Manheim’s Market Intelligence team is comprised of professionals with an average fifteen years experience in the automotive industry. The team has a mature data science capability which it has leveraged to develop a new digital portal customers can use to track the performance of the secondary market and view price predictions for the most popular new models. The team recently worked with Manheim’s global Chief Economist’s team to establish an Australian equivalent of the US Used Vehicle Value Index – a trusted gauge of upswings and downturns in used vehicle prices commonly referenced in the Wall Street Journal and CNBC.


The Australian Used Vehicle Value Index

The Australian Used Vehicle Value Index shows trends in used car prices back to 2006. It has a number of useful applications for industry. Product Manager Brenton Barnes explains “it has been useful for validating the opinions buyers and sellers have about the used car market, and in some cases addressing misconceptions. One myth I come across from time to time is that used car prices increase during a recession. The theory goes that in a recession would-be new car buyers settle for a used car or demonstrator – pushing up prices. The reality is, during the global financial crisis all asset prices suffered. We found used vehicle prices fell 17% below their long run average”.

The index has also been useful in highlighting trends in major vehicle segments. For instance, the index was useful in measuring spikes in sales prices for large vehicles at around the time of the Ford and Holden plant closures.
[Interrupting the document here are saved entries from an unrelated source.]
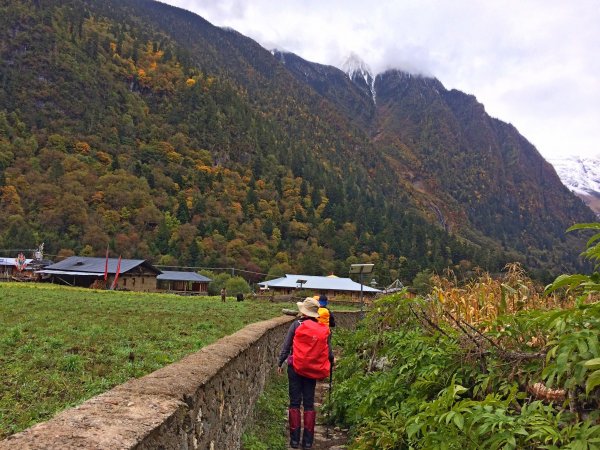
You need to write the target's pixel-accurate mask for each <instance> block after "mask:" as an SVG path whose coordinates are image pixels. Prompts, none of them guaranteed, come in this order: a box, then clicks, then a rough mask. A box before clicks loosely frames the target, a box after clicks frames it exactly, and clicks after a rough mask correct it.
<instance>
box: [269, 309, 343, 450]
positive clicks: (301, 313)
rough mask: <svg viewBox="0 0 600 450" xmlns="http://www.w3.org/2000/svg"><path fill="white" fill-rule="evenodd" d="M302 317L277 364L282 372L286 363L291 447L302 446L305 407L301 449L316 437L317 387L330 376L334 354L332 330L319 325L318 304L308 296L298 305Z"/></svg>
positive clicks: (291, 335) (280, 373)
mask: <svg viewBox="0 0 600 450" xmlns="http://www.w3.org/2000/svg"><path fill="white" fill-rule="evenodd" d="M297 305H298V310H299V311H300V318H299V319H297V320H294V322H292V324H291V325H290V328H289V330H288V333H287V336H286V337H285V341H284V342H283V346H282V347H281V353H280V354H279V361H278V364H277V371H278V373H280V374H281V373H283V363H284V362H286V361H287V363H288V367H287V373H288V383H289V396H290V406H289V409H288V419H289V427H290V447H292V448H298V446H299V444H300V431H301V426H300V406H303V408H304V432H303V433H302V448H304V449H308V448H312V444H313V441H314V436H315V420H316V412H315V405H314V402H315V387H316V385H317V380H320V379H323V378H326V377H328V376H329V375H330V370H331V365H332V364H333V351H332V349H331V345H330V343H329V334H330V331H329V327H327V326H326V325H325V324H322V323H319V322H318V321H317V318H318V317H319V302H318V301H316V300H315V299H314V298H311V297H307V298H306V299H305V300H304V301H303V302H298V303H297Z"/></svg>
As evident in Figure 1, when Ford ceased domestic manufacturing in October 2016 large car prices spiked to 19% above their long run average and when the Holden closed their South Australian plant in October 2017 prices rose to 20% above the long run average before normalizing again.

Figure 1. Large Car Index

Large Car Price Trends

The team has also been able to expose seasonality in used car prices. The team identified that vehicles sold in the first half of the year were more likely to achieve above-average prices. In particular, vehicles sold in March achieve above-annual average prices 92% of the time (12 out of 13 years) and vehicles sell below average in October 92% of the time – see index heat map in Figure 2 below.

Figure 2. Manheim Used Vehicle Value Index – Heat Map

Index Heat Map

The team has also analysed correlations between the index and drivers of used car prices with the key drivers identified as consumer confidence, the unemployment rate and new car sales. The team has identified;

  • A one percent decline in consumer confidence has historically resulted in an average 3.0% decline in used car prices.
  • A one percent increase in the unemployment rate has historically resulted in an average 3.5% decline in used car prices.
  • Growth in new car sales typically corresponds with a decrease in used car prices as the supply of trade-ins and ex-lease vehicles to the secondary market increases. However, when growth in new car sales exceeds a certain point, used car prices also increase as demand for new vehicles spills over into the secondary market.

Manheim’s Market Intelligence team has a mature data science capability which it has leveraged to develop a new digital portal customers can use to track the performance of the secondary market and view wholesale price predictions for the most popular new models. The team also provides custom valuations, consulting and advice on matters relating to the used car market.